Apologie de la prostitution

Pour comprendre la prostitution, et éviter de la condamner au nom de normes morales inappropriées, il convient, pour commencer, et pour changer de manière inhabituelle le point de vue qu'on adopte lorsqu'on aborde ordinairement cette question, de prendre la place du client, trop souvent écarté, au profit de la défense exclusive de la personne prostituée. En effet, de manière plus générale, c'est le rapport de l'homme à la femme, à travers le désir qu'il a pour elle, qu'on étudie par ce biais, et non seulement la question de la légitimité de la prostitution, à laquelle nous aboutirons plutôt comme conséquence du point de vue adopté.

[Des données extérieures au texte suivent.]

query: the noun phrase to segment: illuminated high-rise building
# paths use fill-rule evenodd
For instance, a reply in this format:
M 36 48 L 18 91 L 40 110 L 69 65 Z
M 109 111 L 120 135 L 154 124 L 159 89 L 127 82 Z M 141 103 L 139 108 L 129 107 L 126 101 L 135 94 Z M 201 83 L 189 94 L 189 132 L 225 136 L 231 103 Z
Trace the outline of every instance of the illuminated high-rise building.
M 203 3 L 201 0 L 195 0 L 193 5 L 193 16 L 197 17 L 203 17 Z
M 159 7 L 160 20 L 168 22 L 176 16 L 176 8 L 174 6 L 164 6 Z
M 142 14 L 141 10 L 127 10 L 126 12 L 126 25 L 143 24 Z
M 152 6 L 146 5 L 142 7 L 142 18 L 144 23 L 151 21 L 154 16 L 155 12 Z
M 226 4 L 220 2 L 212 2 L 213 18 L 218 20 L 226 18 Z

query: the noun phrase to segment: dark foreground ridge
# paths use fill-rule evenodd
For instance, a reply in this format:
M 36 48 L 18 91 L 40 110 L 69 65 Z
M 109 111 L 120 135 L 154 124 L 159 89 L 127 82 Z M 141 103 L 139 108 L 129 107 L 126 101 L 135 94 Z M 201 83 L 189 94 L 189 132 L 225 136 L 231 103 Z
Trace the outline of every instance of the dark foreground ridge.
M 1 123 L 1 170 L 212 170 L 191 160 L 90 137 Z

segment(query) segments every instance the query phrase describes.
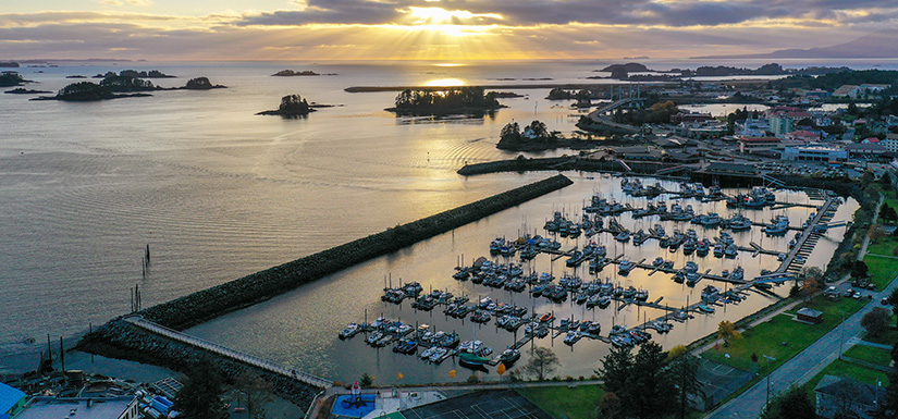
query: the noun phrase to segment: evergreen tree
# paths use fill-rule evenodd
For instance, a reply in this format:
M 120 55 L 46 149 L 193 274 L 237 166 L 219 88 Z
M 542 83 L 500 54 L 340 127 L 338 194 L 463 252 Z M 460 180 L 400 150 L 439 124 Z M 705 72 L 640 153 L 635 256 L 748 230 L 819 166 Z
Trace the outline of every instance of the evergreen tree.
M 761 410 L 760 419 L 815 419 L 814 405 L 808 394 L 799 387 L 790 387 L 777 394 Z
M 184 386 L 174 396 L 173 410 L 183 419 L 219 419 L 227 412 L 221 400 L 224 380 L 213 363 L 200 361 L 187 371 Z

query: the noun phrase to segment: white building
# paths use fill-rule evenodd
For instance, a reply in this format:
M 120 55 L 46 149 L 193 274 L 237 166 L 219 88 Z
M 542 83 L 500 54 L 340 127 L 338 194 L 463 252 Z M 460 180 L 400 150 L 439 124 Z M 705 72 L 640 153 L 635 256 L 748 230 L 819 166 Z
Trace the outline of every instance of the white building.
M 783 160 L 788 161 L 846 161 L 848 150 L 826 146 L 791 146 L 783 151 Z
M 136 396 L 34 397 L 15 419 L 135 419 L 138 416 Z

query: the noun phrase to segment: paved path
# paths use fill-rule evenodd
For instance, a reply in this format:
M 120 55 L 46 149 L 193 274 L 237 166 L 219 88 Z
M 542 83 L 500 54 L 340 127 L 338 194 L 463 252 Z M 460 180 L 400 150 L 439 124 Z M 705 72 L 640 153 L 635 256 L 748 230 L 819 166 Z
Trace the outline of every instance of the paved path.
M 182 342 L 182 343 L 185 343 L 187 345 L 198 347 L 200 349 L 205 349 L 205 350 L 211 352 L 213 354 L 221 355 L 225 358 L 231 358 L 231 359 L 234 359 L 236 361 L 239 361 L 239 362 L 243 362 L 243 363 L 246 363 L 246 365 L 249 365 L 249 366 L 253 366 L 253 367 L 256 367 L 256 368 L 269 371 L 269 372 L 273 372 L 275 374 L 281 374 L 281 375 L 284 375 L 286 378 L 297 380 L 297 381 L 304 382 L 306 384 L 309 384 L 309 385 L 312 385 L 312 386 L 316 386 L 316 387 L 327 389 L 327 387 L 330 387 L 330 386 L 333 385 L 333 381 L 325 380 L 325 379 L 312 375 L 312 374 L 307 373 L 307 372 L 303 372 L 303 371 L 298 371 L 298 370 L 295 370 L 295 369 L 292 369 L 292 368 L 287 368 L 287 367 L 284 367 L 282 365 L 270 361 L 268 359 L 257 357 L 255 355 L 249 355 L 249 354 L 246 354 L 246 353 L 234 350 L 234 349 L 227 348 L 225 346 L 219 345 L 217 343 L 209 342 L 209 341 L 206 341 L 204 338 L 199 338 L 199 337 L 196 337 L 196 336 L 188 335 L 186 333 L 179 332 L 174 329 L 165 328 L 161 324 L 157 324 L 157 323 L 153 323 L 151 321 L 145 320 L 145 319 L 140 318 L 139 316 L 126 317 L 126 318 L 124 318 L 124 320 L 126 322 L 131 323 L 131 324 L 134 324 L 135 326 L 138 326 L 140 329 L 150 331 L 152 333 L 165 336 L 165 337 L 171 338 L 173 341 Z
M 882 202 L 883 197 L 881 196 L 879 204 Z M 877 207 L 873 222 L 875 222 L 878 212 Z M 858 252 L 859 260 L 863 259 L 863 252 L 866 251 L 866 244 L 868 241 L 864 241 L 861 251 Z M 789 359 L 786 363 L 771 372 L 766 380 L 759 381 L 738 397 L 733 398 L 729 403 L 712 411 L 705 419 L 755 419 L 766 404 L 767 383 L 770 383 L 770 395 L 773 396 L 774 394 L 788 390 L 792 385 L 802 385 L 814 378 L 820 371 L 826 368 L 826 366 L 839 358 L 846 348 L 850 347 L 850 344 L 845 344 L 846 342 L 862 335 L 864 329 L 861 326 L 861 318 L 873 310 L 873 308 L 878 305 L 881 298 L 888 296 L 893 289 L 898 288 L 898 281 L 896 280 L 898 280 L 898 276 L 894 278 L 885 289 L 878 293 L 872 293 L 873 298 L 866 306 L 808 346 L 792 359 Z

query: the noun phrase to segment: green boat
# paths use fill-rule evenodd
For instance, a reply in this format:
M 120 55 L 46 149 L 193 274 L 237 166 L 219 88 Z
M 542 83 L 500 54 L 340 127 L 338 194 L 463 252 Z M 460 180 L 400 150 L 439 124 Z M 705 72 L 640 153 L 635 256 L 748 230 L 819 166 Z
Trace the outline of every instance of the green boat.
M 460 359 L 462 362 L 472 365 L 472 366 L 482 366 L 482 365 L 487 365 L 487 363 L 490 362 L 489 358 L 483 358 L 481 356 L 477 356 L 475 354 L 466 353 L 466 352 L 463 352 L 463 353 L 458 354 L 458 359 Z

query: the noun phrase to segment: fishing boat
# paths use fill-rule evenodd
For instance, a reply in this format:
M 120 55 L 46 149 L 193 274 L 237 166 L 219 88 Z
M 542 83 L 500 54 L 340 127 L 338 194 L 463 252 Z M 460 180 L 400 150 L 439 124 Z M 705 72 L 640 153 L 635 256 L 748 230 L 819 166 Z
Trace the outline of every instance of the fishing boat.
M 484 358 L 479 355 L 467 352 L 459 353 L 458 360 L 469 366 L 484 366 L 490 362 L 489 358 Z
M 346 329 L 340 332 L 340 338 L 349 338 L 361 332 L 361 325 L 358 323 L 349 323 Z
M 520 359 L 520 350 L 515 348 L 507 348 L 499 356 L 499 360 L 506 366 Z
M 620 273 L 622 275 L 626 275 L 626 274 L 630 273 L 630 271 L 632 271 L 633 268 L 636 268 L 636 263 L 633 263 L 633 262 L 631 262 L 627 259 L 624 259 L 618 264 L 617 272 Z
M 715 310 L 714 310 L 714 307 L 710 307 L 710 306 L 706 306 L 704 304 L 701 304 L 701 305 L 699 305 L 699 311 L 710 315 L 710 313 L 713 313 Z

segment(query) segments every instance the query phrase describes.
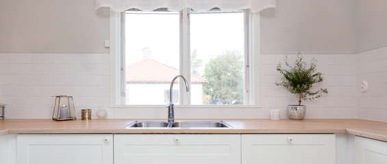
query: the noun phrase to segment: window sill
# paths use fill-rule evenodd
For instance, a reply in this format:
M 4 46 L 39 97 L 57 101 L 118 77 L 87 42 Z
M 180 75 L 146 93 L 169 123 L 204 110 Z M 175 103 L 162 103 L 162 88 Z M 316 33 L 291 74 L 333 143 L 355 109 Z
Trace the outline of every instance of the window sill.
M 166 105 L 110 105 L 111 108 L 166 108 Z M 174 105 L 175 108 L 261 108 L 261 105 Z

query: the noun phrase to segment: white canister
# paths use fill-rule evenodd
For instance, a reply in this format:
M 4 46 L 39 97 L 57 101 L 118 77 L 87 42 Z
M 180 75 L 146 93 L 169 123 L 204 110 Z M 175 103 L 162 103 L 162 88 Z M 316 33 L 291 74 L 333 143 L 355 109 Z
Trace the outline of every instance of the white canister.
M 271 109 L 270 111 L 270 115 L 271 120 L 280 120 L 281 118 L 281 113 L 279 109 Z

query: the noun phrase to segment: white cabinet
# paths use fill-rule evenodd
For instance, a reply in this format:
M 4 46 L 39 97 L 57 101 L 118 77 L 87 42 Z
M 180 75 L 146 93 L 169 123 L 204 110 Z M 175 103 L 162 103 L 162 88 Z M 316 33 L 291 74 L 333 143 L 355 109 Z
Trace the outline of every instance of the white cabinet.
M 113 135 L 18 135 L 18 164 L 113 164 Z
M 355 164 L 387 163 L 387 142 L 355 137 Z
M 241 163 L 241 135 L 115 135 L 114 163 Z
M 242 135 L 242 164 L 334 164 L 335 135 Z
M 16 163 L 16 135 L 0 135 L 0 163 Z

Le client cherche chez la prostituée ce que la femme ordinaire (non vénale) ne peut pas, ou ne veut pas lui apporter : des relations purement sexuelles, sans rien d'autre qui l'accompagne en terme de séduction, de stratégies de conquête, de temps d'attente, et de sollicitations qui peuvent durer parfois longtemps avant d'obtenir le consentement à l'acte sexuel, et encore, sans assurance de jamais parvenir à ses fins (comme on le voit de manière littéraire et symbolique dans La femme et le pantin, de Pierre Louÿs, qui décrit cette quête jamais satisfaite de la femme désirée, à travers la souffrance et la haine qu'éprouve le personnage principal à cause de celle qu'il convoite, mais qui ne se donne jamais à lui). Et quand on parle de « relation sexuelle », on devrait dire également : attention portée à sa personne, écoute, chaleur humaine, tendresse, contact charnel, ivresse des sens, satisfaction des fantasmes inavoués ou insatisfaits (et non pas « égoût séminal » comme le fait Parent-Duchâtelet, cité trop souvent par A. Corbin ou L. Adler, et qui considérait le bordel comme un « mal nécessaire », permettant de satisfaire un besoin purement physiologique, comme le sportif va faire son jogging). L'expression d'« acte sexuel » est un résumé trop rapide de tout ce que contient un tel échange, pour peu qu'il dure plus longtemps que le seul coït, c'est-à-dire, pour l'homme, le simple orgasme éjaculatoire. C'est aussi toutes ces choses que la prostituées est en mesure d'apporter à son client, pour peu qu'elle exerce son activité de manière satisfaisante pour lui.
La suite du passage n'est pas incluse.